Straighten your fringe, whip out your pink-and-black checkered wristbands, and wear your most chafing skin-tight jeans, because Bullet For My Valentine are back to serve up some memories of the emo fad.
But there’s good news: Weezer and The Offspring are playing! For me, this is some very welcome nostalgia. Weezer’s first couple of albums are still a decent listen, and Cuomo’s tunes about Dungeons & Dragons and being nervous around girls never fail to make me smile. The Offspring’s latest offerings can be categorized as cringe-worthy, but no one can argue that they don’t have a vast array of rousing pop-punk singalongs to fall back on.
Suede are also a welcome addition to the lineup, being one of the more interesting bands to come out of the Britpop era. If they play anything from Dog Man Star, I will be a happy chap.
Another blast to the not-so-distant past comes in the form of post-hardcore pioneers At The Drive-In. Even though Rodriguez-Lopez firmly denied there being any possibility in hell a few years back, not only have they reunited for these shows, but they will also be working on completely new music. Exciting! And this is possibly one of the last ever chances to see this seminal band.
Speaking of seminal, Dinosaur Jr. will also be making an appearance at the after-hours event organized by Hostess Club. Just don’t tell J Mascis that he sounds like Neil Young, though—he hates it! Adding to this list of big international names, there’ll be a fine array of the most splendid local talent, such as Cero and Special Others—and many more.
Moving onwards to the Naeba Ski Resort in Niigata, we have Fuji Rock.
The mighty Sigur Rós are the one big announcement that really made me consider opening my wallet for this festival. To see them play in such a picturesque setting would doubtlessly be an unforgettable experience.
Beck is another high-profile addition to the lineup, who I’m sure is selling tickets with his name alone. Rumor has it that there’ll be a dianetics stall next to the stage during his set offering free personality tests, so check that out if you feel like you need your life re-evaluated by a stranger, and want to digest some silly stories about an alien lord by the name of Xenu.
Babymetal are back with their pop idol-metal crossover racket, Battles return to Japan with their delightful experimental din, and Deaf Heaven satisfy the shoegaze hipster, black metal niche. I had a few genuine laughs scrolling down the lineup and noticing names like Kula Shaker and Stereophonics. Those bands still exist?
Oh, The Red Hot Chilli Peppers are headlining too. I guess my eyes refused to absorb that information on first glance. Although their music is, to me, as enthralling as watching cold porridge drip slowly down a wall; I’m sure their candid tales of drug use and living under bridges will be lapped up regardless. Well, it could have been worse, could have been The Foo Fighters.
But never mind the line-up. This festival is an experience different from most, set in a beautiful location, and boasting plenty of other entertainment apart from the music. Did I mention that there’s all-night hot-spring baths? If you’re a grouchy snob like me, who actually experiences physical pain when subjected to some of these bands, you can always go for a dip in the hot spring and feel all your worries float away.
Like all other music festivals, it will be the thrill of discovering smaller bands previously unknown, and the new friendships made with fellow music aficionados that will make the trip worth it.

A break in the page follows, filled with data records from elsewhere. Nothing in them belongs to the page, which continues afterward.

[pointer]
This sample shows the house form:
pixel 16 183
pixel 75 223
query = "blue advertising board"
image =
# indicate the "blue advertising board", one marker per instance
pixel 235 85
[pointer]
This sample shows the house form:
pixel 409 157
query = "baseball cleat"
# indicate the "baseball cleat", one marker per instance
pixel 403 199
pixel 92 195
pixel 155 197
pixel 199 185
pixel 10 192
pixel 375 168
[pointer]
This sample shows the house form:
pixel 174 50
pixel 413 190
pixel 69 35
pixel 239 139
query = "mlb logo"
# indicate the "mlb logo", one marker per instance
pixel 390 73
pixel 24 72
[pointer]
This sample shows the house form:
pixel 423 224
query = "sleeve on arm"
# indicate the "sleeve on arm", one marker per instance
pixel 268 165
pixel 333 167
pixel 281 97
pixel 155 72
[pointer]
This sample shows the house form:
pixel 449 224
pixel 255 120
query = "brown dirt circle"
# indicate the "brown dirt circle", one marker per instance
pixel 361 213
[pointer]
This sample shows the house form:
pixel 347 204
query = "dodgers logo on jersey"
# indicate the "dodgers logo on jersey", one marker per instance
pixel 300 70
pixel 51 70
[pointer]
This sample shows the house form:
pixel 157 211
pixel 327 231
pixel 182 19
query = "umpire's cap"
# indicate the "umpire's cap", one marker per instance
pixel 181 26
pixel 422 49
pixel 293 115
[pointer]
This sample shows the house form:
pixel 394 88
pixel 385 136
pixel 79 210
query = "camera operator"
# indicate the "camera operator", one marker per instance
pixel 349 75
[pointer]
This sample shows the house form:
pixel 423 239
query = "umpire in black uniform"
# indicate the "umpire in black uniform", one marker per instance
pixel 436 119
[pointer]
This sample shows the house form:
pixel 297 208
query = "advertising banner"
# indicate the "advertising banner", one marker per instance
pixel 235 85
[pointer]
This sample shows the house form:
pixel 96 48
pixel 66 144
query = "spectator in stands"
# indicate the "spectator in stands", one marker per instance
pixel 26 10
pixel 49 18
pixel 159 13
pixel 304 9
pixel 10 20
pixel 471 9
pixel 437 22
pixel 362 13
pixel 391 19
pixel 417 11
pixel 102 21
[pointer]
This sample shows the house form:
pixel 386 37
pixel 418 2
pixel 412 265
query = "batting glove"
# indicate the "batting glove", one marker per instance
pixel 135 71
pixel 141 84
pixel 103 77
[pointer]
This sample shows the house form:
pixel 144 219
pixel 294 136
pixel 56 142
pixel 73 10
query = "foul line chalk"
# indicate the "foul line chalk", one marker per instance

One festival is easier to access and has a slightly better lineup of well-known bands, but the other provides a rural getaway and a more traditional festival experience. Whichever one you pick, or both (lucky sod), you’ll come back with countless stories to tell, and perhaps a new favorite band to irritate your friends with.
Just make sure you’re not near me when Stereophonics are on stage. I assure you, it won’t be pretty.